How to run a workshop
Anyone can run a workshop!
There’s nothing special about running a workshop, it’s just practice. A good workmate of mine once said:
‘A good workshop is like a board game. Someone needs to know the rules, someone needs to be the time keeper and everyone needs to have their turn.’
I’m almost certain that I’ve just butchered whatever he actually said and most likely the original quote he stole it from. That aside however, the main point I want to focus on is ‘knowing the rules’.
All it means to be a workshop facilitator is to know the rules. You don’t have to be good at the game, you just need to know the rules.
With that in mind, I’m about to create another of thousands of ‘things to do for a workshop’ lists.
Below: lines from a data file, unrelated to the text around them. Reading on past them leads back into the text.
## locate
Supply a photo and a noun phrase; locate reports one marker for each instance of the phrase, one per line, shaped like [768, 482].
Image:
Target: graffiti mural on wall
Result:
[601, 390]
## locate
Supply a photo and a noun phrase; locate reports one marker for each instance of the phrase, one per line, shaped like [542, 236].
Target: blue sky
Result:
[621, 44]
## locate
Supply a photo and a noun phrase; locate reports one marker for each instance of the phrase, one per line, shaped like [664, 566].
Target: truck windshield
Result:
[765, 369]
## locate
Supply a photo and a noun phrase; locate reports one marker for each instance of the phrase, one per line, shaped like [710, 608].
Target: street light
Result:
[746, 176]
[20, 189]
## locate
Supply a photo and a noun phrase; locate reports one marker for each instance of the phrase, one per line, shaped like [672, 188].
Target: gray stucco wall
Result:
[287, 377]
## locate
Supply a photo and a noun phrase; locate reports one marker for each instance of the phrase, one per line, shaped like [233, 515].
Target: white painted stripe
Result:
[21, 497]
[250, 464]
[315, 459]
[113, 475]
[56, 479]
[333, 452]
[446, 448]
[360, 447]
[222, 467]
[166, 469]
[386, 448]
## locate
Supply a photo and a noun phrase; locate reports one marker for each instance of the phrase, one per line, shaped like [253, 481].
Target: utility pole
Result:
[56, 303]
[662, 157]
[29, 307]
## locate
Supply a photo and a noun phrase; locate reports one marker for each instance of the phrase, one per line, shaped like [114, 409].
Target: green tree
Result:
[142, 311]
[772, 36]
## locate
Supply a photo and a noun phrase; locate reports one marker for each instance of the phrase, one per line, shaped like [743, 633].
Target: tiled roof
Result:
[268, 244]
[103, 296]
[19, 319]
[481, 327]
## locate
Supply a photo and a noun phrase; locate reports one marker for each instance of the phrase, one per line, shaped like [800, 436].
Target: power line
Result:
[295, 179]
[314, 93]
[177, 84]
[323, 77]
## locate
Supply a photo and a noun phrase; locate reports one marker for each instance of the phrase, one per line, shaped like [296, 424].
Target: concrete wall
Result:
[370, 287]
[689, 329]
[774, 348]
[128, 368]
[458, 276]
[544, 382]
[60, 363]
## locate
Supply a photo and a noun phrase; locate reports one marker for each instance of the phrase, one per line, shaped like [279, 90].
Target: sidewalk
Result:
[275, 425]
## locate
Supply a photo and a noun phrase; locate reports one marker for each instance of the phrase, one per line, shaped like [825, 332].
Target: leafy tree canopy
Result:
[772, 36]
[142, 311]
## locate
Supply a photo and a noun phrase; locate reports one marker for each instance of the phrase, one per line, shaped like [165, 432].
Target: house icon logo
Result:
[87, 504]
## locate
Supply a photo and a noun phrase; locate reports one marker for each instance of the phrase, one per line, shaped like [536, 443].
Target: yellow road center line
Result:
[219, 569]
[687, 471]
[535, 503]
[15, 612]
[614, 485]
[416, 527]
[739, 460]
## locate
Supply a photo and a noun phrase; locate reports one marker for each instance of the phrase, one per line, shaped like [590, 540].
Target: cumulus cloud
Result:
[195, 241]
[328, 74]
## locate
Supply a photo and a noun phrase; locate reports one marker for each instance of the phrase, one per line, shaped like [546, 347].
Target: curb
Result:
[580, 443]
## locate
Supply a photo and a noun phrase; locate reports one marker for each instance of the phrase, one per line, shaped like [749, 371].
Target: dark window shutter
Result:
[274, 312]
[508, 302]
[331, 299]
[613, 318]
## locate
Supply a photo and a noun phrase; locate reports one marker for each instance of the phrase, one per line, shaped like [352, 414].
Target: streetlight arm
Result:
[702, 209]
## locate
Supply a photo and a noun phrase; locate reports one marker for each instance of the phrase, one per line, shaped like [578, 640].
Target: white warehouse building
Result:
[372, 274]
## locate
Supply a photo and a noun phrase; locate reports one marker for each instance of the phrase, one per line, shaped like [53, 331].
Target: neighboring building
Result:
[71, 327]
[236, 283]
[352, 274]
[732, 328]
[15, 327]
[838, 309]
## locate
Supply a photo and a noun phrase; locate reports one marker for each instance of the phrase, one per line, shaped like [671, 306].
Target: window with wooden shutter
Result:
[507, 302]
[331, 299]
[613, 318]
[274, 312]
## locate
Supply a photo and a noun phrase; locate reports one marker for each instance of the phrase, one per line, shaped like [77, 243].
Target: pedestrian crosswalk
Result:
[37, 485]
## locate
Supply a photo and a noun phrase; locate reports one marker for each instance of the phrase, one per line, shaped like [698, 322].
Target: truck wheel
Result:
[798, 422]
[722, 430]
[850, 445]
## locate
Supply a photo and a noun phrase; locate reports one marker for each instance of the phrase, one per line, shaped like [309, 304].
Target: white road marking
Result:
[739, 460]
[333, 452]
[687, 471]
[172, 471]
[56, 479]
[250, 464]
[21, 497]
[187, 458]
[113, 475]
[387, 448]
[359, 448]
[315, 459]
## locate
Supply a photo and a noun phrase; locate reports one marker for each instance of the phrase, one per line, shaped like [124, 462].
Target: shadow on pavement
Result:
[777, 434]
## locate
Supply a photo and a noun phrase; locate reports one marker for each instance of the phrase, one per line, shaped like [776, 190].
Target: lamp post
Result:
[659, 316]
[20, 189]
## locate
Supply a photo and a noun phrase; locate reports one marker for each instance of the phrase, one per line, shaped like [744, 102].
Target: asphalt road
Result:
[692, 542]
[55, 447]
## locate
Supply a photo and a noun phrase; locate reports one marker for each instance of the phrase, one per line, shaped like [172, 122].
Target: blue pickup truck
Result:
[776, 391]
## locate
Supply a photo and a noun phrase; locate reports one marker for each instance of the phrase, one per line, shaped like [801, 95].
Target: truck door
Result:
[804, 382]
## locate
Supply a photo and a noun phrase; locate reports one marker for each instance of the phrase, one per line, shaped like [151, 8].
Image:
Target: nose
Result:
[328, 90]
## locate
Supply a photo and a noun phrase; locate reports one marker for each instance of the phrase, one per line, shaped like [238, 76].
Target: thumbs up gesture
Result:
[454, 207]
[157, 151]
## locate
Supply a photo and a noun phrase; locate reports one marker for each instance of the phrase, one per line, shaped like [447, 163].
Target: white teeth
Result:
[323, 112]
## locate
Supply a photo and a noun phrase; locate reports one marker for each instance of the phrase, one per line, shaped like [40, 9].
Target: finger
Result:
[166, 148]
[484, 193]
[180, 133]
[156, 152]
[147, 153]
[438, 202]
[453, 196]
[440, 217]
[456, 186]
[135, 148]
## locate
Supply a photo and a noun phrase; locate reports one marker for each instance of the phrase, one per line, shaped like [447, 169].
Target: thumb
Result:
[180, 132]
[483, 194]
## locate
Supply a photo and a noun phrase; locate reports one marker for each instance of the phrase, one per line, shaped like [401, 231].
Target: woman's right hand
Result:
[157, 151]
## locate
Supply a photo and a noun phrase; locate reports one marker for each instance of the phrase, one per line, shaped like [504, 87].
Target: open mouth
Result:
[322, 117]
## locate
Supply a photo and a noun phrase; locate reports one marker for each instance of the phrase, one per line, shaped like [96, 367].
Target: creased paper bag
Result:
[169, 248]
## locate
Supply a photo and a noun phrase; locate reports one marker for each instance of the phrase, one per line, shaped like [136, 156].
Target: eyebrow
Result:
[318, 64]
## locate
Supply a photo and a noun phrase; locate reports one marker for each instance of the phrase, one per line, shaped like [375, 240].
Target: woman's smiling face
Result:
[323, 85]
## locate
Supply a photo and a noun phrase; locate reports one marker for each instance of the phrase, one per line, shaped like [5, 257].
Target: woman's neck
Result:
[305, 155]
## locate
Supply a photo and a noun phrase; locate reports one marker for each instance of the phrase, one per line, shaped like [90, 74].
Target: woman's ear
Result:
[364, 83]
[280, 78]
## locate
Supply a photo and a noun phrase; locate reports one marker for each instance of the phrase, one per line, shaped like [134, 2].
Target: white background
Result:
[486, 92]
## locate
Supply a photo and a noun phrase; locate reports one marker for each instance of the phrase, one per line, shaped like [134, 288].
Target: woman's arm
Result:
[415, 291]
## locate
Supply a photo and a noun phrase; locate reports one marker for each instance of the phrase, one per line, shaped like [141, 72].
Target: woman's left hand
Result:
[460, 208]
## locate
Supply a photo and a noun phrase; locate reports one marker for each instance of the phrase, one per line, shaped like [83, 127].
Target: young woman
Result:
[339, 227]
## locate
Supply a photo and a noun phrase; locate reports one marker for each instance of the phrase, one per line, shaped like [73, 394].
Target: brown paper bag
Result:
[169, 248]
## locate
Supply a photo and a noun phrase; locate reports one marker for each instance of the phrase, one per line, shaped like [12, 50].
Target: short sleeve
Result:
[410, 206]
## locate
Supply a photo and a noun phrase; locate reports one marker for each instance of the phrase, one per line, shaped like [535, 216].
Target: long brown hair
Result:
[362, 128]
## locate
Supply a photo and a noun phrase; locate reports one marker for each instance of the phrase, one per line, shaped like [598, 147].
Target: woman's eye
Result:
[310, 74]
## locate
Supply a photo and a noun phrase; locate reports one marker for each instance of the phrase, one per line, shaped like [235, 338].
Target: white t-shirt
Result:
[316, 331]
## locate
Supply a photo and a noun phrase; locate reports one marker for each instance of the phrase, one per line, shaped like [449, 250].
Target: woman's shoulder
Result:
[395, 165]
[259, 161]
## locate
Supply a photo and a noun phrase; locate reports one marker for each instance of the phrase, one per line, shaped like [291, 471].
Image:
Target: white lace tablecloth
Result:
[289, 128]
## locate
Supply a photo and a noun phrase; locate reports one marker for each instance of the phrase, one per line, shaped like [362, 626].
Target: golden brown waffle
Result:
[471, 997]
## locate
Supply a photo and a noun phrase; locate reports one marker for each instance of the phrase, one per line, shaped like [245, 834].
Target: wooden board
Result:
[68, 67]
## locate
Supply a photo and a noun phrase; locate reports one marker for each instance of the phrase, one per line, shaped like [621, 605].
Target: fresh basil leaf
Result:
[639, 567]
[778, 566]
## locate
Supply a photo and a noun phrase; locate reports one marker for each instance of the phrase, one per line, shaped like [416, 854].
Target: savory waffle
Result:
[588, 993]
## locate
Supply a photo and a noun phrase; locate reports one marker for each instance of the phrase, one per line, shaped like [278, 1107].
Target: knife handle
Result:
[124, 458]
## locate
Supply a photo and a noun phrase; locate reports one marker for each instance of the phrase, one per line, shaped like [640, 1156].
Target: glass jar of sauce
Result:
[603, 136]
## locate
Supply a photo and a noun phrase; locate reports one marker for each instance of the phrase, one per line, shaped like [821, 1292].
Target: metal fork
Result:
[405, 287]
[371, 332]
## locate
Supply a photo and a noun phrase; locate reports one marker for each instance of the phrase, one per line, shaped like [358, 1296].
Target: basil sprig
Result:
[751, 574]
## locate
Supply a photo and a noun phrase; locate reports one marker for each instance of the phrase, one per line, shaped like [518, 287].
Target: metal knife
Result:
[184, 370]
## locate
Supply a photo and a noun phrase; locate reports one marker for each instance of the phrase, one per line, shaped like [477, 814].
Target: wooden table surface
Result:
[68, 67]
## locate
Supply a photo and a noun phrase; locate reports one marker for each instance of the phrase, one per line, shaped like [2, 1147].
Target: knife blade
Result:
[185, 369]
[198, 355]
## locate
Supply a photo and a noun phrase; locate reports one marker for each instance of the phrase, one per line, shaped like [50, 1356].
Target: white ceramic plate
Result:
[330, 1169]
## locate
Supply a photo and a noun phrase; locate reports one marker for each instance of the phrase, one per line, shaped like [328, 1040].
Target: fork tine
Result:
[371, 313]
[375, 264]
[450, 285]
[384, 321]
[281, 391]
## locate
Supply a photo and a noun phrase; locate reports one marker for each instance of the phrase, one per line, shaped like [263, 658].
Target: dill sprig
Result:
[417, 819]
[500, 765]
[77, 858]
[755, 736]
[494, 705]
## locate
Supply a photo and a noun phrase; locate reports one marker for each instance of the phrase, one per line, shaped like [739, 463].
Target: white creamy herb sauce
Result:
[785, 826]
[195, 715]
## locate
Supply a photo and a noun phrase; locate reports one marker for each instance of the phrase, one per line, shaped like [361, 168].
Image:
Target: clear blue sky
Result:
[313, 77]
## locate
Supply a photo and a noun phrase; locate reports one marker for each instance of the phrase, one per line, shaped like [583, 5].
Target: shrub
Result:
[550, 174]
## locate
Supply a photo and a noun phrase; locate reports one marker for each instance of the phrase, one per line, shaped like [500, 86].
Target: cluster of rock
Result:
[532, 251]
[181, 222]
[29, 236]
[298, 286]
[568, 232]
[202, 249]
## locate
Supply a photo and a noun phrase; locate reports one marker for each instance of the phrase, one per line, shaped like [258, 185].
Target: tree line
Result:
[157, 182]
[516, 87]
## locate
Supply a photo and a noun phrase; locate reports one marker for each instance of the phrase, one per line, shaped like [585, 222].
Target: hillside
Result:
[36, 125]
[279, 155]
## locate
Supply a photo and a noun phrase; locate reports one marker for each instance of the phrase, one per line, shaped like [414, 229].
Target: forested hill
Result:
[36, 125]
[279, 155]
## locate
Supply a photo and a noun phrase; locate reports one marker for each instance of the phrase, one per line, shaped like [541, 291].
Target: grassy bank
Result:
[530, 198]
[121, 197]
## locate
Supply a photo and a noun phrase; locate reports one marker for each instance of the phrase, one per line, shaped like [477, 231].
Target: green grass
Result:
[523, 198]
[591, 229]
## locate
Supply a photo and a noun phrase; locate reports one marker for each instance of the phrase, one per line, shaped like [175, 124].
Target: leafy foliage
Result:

However, mine is going to be short. It’s also going to focus on ‘newbies’. I call it:
How to run a workshop for a person who doesn’t have much experience running workshops
Perhaps the title is too long.
- The most critical: the agenda – I know they’re a pain, but they’re the difference between dreading the idea of how to hold the room for three hours and actually holding the room for three hours.
- For newbies though, a good agenda is any item that makes someone else talk.
- Therefore all you are, is the person who know what to move onto when the conversation luls.
- Breaks – You’ve got to have breaks! No one thinks it’s a waste of time. The people sitting in the chairs need them just as much as you, standing up the front. Just like a working day, five minutes every two hours.
- Watch the clock, but don’t dread the clock – What I mean is you need to make sure things do get out of hand. You don’t want to spend 60 minutes stuck on a 10 minute ‘purpose of the workshop’. On the flip side though, it doesn’t matter if you’re ahead of schedule. No one cares! What are you thinking? ‘Oh no! Everyone will be upset if they get to wrap up the meeting 30 minutes early and get out of the room?’ Never.